Ma poi arriva uno spettacolo, minuto e un po’ defilato che invita proprio a lasciarsi alle spalle i soliti luoghi comuni per scoprire, senza leziosità o retorica di sorta, una condizione poco esplorata. Si tratta della vita delle badanti, un mondo che Barbara Eforo, interprete e regista de La Cura, ha conosciuto personalmente attraverso racconti in prima persona e soprattutto uno in particolare, trasfigurato poi in una drammaturgia scenica che, quasi a partire dalle stesse parole, rivela una quotidianità dolente e rarefatta.

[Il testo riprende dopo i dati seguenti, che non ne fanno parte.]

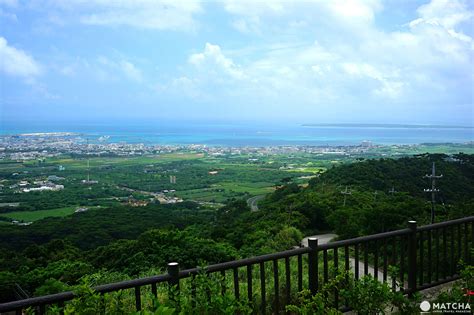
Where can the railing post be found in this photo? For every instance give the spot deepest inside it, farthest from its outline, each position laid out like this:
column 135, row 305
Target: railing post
column 313, row 265
column 412, row 248
column 173, row 271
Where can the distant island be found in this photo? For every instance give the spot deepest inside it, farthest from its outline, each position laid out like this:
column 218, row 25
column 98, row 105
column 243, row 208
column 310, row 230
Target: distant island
column 408, row 126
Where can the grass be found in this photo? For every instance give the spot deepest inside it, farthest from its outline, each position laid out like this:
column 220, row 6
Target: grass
column 31, row 216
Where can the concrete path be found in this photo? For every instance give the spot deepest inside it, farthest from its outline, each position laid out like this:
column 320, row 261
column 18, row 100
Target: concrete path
column 326, row 238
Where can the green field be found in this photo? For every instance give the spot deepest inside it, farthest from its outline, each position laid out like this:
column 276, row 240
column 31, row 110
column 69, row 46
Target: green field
column 31, row 216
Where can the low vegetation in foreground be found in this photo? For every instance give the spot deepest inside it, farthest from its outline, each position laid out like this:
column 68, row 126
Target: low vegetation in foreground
column 121, row 241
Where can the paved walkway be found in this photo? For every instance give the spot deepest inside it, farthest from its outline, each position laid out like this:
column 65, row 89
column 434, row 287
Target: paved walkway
column 326, row 238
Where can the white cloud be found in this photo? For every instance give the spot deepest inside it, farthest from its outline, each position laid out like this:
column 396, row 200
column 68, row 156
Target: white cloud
column 352, row 61
column 16, row 62
column 212, row 59
column 9, row 3
column 143, row 14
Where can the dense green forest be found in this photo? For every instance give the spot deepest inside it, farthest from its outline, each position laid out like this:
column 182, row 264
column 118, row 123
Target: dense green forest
column 119, row 242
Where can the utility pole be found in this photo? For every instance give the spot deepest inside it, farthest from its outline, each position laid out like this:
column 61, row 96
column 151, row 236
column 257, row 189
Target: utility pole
column 345, row 193
column 433, row 189
column 88, row 163
column 392, row 191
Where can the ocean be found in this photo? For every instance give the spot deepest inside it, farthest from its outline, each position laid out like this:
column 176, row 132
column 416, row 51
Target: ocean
column 256, row 134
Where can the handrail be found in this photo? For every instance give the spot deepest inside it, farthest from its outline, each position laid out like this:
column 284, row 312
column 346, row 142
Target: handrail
column 153, row 280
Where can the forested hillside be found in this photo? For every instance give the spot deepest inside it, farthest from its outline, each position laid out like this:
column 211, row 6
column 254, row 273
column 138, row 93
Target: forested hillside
column 120, row 242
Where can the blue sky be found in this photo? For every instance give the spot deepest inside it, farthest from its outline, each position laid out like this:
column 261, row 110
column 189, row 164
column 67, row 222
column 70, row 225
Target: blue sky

Nella piccola sala intima e familiare del Teatroblue, un gioiello nascosto che si raggiunge scendendo le scale di via Cola di Rienzo n.8, Barbara Eforo è protagonista così di un monologo a due voci in cui si alternano parola e silenzio, giovinezza e vecchiaia, tempo presente e tempo perduto. Circondata da un tavolo, una sedia e pochi oggetti quotidiani simbolici e dai contorni vagamente onirici, la badante racconta e si racconta a un’anziana ritrosa e scorbutica – che Eforo stessa intepreta con un efficace cambio di postura, gesti e immaginario – sempre più ostile al mondo e forse invidiosa della giovinezza di chi l’accudisce.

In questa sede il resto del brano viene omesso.